Washington State Ferries (WSF) provides service on nine ferry routes with almost 450 sailings per day. In 2021 the WSF temporarily switched to alternate service schedules on most routes to reduce last-minute sailing cancellations caused by crewing challenges. In March of 2022 the WSF released its Service Restoration Plan which outlines steps to restore service on a route-by-route basis, dependent on crew and vessel availability and service reliability during a trial restoration period.

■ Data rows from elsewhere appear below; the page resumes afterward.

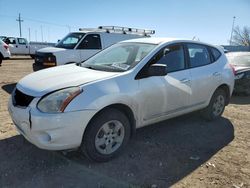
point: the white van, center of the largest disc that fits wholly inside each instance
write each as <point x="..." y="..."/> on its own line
<point x="79" y="46"/>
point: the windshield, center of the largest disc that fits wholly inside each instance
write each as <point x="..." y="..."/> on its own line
<point x="119" y="57"/>
<point x="70" y="41"/>
<point x="243" y="60"/>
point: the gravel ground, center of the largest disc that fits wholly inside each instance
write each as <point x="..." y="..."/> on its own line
<point x="182" y="152"/>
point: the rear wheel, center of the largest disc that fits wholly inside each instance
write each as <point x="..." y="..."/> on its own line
<point x="1" y="59"/>
<point x="216" y="106"/>
<point x="106" y="135"/>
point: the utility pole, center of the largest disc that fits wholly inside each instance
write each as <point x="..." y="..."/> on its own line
<point x="20" y="25"/>
<point x="42" y="32"/>
<point x="232" y="31"/>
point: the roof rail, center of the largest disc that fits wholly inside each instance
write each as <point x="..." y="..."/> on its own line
<point x="118" y="29"/>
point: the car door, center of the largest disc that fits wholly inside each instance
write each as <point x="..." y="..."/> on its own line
<point x="205" y="76"/>
<point x="166" y="95"/>
<point x="90" y="45"/>
<point x="22" y="47"/>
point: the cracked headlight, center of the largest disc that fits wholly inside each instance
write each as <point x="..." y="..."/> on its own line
<point x="57" y="101"/>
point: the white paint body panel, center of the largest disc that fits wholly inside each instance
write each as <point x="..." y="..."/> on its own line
<point x="151" y="99"/>
<point x="65" y="56"/>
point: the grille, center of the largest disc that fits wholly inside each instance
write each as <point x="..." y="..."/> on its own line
<point x="21" y="99"/>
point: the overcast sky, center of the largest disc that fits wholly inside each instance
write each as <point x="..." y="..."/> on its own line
<point x="209" y="20"/>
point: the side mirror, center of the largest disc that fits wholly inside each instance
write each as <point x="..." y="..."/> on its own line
<point x="157" y="70"/>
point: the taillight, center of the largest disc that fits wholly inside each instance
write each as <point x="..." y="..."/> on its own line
<point x="233" y="69"/>
<point x="6" y="46"/>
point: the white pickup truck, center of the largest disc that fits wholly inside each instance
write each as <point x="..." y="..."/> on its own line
<point x="79" y="46"/>
<point x="20" y="46"/>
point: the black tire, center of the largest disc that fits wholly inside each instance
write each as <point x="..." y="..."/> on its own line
<point x="210" y="113"/>
<point x="95" y="128"/>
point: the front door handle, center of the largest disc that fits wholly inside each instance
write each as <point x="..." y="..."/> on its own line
<point x="216" y="74"/>
<point x="184" y="80"/>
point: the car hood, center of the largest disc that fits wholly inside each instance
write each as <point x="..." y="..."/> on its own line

The 2021-23 Biennial Transportation Budget directed the Joint Transportation Committee (JTC) to develop a workforce plan for the WSF, addressing the staffing shortage, career advancement and retention, recruitment and hiring, cultural issues, and succession planning. The JTC study implementation plan includes a comprehensive set of recommendations, including that a formal diversity, equity, and inclusion strategy must be included in the WSF's employee advancement and retention efforts.
The WSF is directed to adopt a formal strategy to implement diversity, equity, and inclusion as part of its efforts relating to recruitment, employee development and retention, and agency branding for workforce marketing materials.
The WSF must annually conduct an employee survey on workplace conditions which must be used to perform an in-depth cultural assessment; identify issues of concern among the workforce; and form an action plan to remediate any cultural issues identified. A summary of survey results and corresponding action planning must be submitted with each biennial budget submission, beginning with the 2025-27 Biennial Transportation Budget.
In consultation with labor partners, the WSF must develop programs for transferring knowledge through formalized mentorship and apprenticeship programs. The WSF must also adopt a formal policy to assist job applicants in gaining the required United States Coast Guard documentation and maritime credentialing necessary for entry level positions. Assistance for prospective employees may include both financial and technical assistance.
The WSF must continuously evaluate management practices concerning recruitment and hiring, staffing levels, scheduling practices, compensation, and agency technology needs, to optimize system and administrative performance.
The WSF must develop a staffing model to forecast staffing needs and succession planning for future biennia, set a target level of operational overtime, and report on staffing progress for deck, terminal, maintenance, and engine room employees as part of each biennial budget submission, beginning with the 2025-27 Biennial Transportation Budget.
The WSF may partner with maritime academies and training facilities to offer instruction, including electronic learning, internships, or apprenticeships, to current or prospective employees.
(In support) The WSF is an essential part of the highway systems in the state of Washington. It is not a surprise that there are workforce challenges just like there are across the maritime industry. This is an opportunity not just to rebuild the workforce but to rebuild a resilient and diverse workforce for the future. This bill is not critical of the WSF, it is about empowering them to reach goals of diversity, equity, and inclusion and giving them the tools and the blueprint received from the JTC study. The state is lucky to have the amazing workers at our ferry system and we need more of them so that the existing workforce isn't overworked to the point of exhaustion and burnout. This bill intends and envisions to give them resources and support to continue to meet the critical mission they perform for the people of our state. Ferry workers look forward to working with the ferry system on the issues of diversity, equity, inclusion, and training. This bill will help WSF take the next step forward. The licensed deck officers really like that the bill codifies what we are already doing, working with the WSF management to put together the training and mentorships programs. The program to increase the number of mates coming out of training is working, the first 15 new mates are just about to graduate, which has not happened in a while. We are concentrating on making the programs more diverse and available to underrepresented communities.